As everyone knows who has read my entries here and on my own blog, I am in the process of moving –and discovering what a spiritual learning curve it is to buy a home in the town in which I had grown up. I am shuttling between two places right now – my almost-boxed up apartment and my house 200 miles away. The official move is Dec 15-16. I am deep into “sorting mode”. I opened up a box that had been in my garage since two years after my Mom had died, 11 years ago. I pulled out a birthday card. It was covered with pink roses and ribbon and said “Happy Birthday Beloved Daughter.” I braced myself for tears when I would see my Mom’s signature.
But it wasn’t there.
This was a card from my Dad, a man with whom I had had only glimpses of a good relationship during his life. And here was this remnant of one of those tiny but precious moments. I remembered the year. My father had, as usual, forgotten my birthday, although it was two days after his own. I called him the next day and told him that he had forgotten, but (in a rare act of assertiveness with him) I told him that he could still send a card.

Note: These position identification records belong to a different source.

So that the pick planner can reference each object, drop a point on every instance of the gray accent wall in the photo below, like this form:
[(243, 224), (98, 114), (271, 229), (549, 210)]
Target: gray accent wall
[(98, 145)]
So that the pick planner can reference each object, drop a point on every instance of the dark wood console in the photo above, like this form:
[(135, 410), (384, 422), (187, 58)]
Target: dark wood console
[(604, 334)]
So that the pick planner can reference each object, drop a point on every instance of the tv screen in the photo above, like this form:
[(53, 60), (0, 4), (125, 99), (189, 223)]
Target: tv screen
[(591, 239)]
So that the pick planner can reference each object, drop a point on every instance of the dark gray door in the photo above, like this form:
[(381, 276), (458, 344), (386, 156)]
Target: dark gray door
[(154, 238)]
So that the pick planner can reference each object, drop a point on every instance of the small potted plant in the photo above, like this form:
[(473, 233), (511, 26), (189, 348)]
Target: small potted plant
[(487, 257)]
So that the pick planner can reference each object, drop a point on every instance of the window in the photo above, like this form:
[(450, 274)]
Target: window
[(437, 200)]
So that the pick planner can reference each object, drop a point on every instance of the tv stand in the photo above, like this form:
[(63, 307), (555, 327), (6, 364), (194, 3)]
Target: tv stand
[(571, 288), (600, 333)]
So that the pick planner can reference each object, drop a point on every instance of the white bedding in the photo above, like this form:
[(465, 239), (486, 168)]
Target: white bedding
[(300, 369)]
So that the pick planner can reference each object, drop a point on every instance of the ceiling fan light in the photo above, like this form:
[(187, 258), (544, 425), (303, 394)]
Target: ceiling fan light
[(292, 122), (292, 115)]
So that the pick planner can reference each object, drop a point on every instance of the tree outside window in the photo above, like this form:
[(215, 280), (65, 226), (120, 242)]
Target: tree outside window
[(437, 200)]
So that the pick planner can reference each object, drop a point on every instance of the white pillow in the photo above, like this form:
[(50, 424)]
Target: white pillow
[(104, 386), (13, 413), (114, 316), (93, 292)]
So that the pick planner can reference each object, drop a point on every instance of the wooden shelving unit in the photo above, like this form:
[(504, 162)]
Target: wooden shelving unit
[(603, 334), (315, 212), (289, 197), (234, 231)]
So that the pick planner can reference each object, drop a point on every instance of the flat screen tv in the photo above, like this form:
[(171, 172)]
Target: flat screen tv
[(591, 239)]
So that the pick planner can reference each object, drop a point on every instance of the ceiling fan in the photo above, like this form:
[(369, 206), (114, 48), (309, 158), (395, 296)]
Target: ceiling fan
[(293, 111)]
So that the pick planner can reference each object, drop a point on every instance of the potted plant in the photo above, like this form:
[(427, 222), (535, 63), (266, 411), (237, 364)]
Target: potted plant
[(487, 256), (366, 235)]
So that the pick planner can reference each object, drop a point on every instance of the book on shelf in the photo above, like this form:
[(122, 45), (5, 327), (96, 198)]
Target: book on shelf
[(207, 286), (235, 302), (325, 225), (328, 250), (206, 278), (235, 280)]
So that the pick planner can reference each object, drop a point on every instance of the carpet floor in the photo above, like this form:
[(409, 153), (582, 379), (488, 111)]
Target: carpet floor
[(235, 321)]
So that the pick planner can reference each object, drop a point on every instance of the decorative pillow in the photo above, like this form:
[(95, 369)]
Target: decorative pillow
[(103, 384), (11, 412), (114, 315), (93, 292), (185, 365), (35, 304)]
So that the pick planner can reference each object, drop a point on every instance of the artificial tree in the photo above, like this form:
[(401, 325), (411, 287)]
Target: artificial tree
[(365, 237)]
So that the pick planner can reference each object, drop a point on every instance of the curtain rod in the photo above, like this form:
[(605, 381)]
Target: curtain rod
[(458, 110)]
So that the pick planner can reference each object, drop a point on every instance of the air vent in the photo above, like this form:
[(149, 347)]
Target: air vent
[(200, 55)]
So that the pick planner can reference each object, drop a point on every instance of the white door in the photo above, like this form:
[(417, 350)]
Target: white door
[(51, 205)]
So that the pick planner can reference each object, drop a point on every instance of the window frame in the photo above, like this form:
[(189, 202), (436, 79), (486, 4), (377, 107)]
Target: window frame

He said that he was sure Mom had left some unused cards around, and he would try to find them. She always had cards on ready-reserve. “No guarantees, though,” he added with characteristic gruffness.
I developed an instant backbone and said. “Look, I am your only kid. Go to the drugstore. Pick out a card just for me. One that says the truth. It is not a lot to ask. A card – chosen with me in mind – that’s all. I deserve that much, don’t I?”
A few days later, it arrived. It had two pages of Hallmark-written prose. It spoke of seeing the future in my face when I was born, and added …”Now I know that we are living in that future, and that it is very different than I imagined it would be. It hasn’t all been beautiful. Some of it has been scary, and painful, and sad.” Then it went on to say, in the words of the Hallmark writer, but from the heart of my often brutal father, it said, regardless of what happened, that he would love me. He signed it “Forever, Your Pop”.
I sat in the garage and just wept at the reminder of the best side of him – the part that ‘got it’ about me and him and life in general. The part of him that he lost when he lost his way as a father and a man.
And I remembered calling him and thanking him right away – but it was after his moment had passed, and his heart had closed up again. Still, I had seen it open, and no one could take that from me – not even him. We had both remembered the core of a better time, and that was never to be changed.
I think that we all need to be alert to such moments – such fragile miniature epiphanies -- places where the light manages to squeeze in – little blips on life’s horizons that are worth their weight in gold and diamonds.
And so why do I find this loving card now? Why does it surface during moving and relocating? Maybe it is a reminder that not all my hometown paternal memories are bad.
But I think it is other than that.
I think my Dad is somewhere in the Great Ether having another moment. Sending me a card about futures that change, lives that don’t end where we thought they would, but lives where love, at ground level, goes on. Love goes on past life, past lost ways, past broken hearts, mistakes, errors and salvaged dreams. And love that rushes, unbidden and full of promise, into lives that are undergoing reinvention.
Thanks, Pop. And here is “Forever backatcha”.
6 Comments:
There are a lot of internet acronyms like LOL or LMAO but there are none for moments like these and I'm glad.
Sitting here with tears running down my cheeks. Your post was beautiful.
What a wonderful story Mata. I hope you come across more wonderful memories as you find your way home. Love and a big hug to you.
This is so beautifully said, thank you. All the best of luck with your move.
--aa.
Funny how those things appear when we need to see them. Coincedence? I think not.
Others have already verbalized my thoughts. This is simply an amazing post. - Tim
Thank you all so much. I am sitting here looking at the card right now..cherishing what I know is a miracle. Then it struck me yesterday -- I found the card in the same week that was the 2nd anniversary of my Father's passing. Just in case I missed the message, God sent it with a few figurative neon lights attached.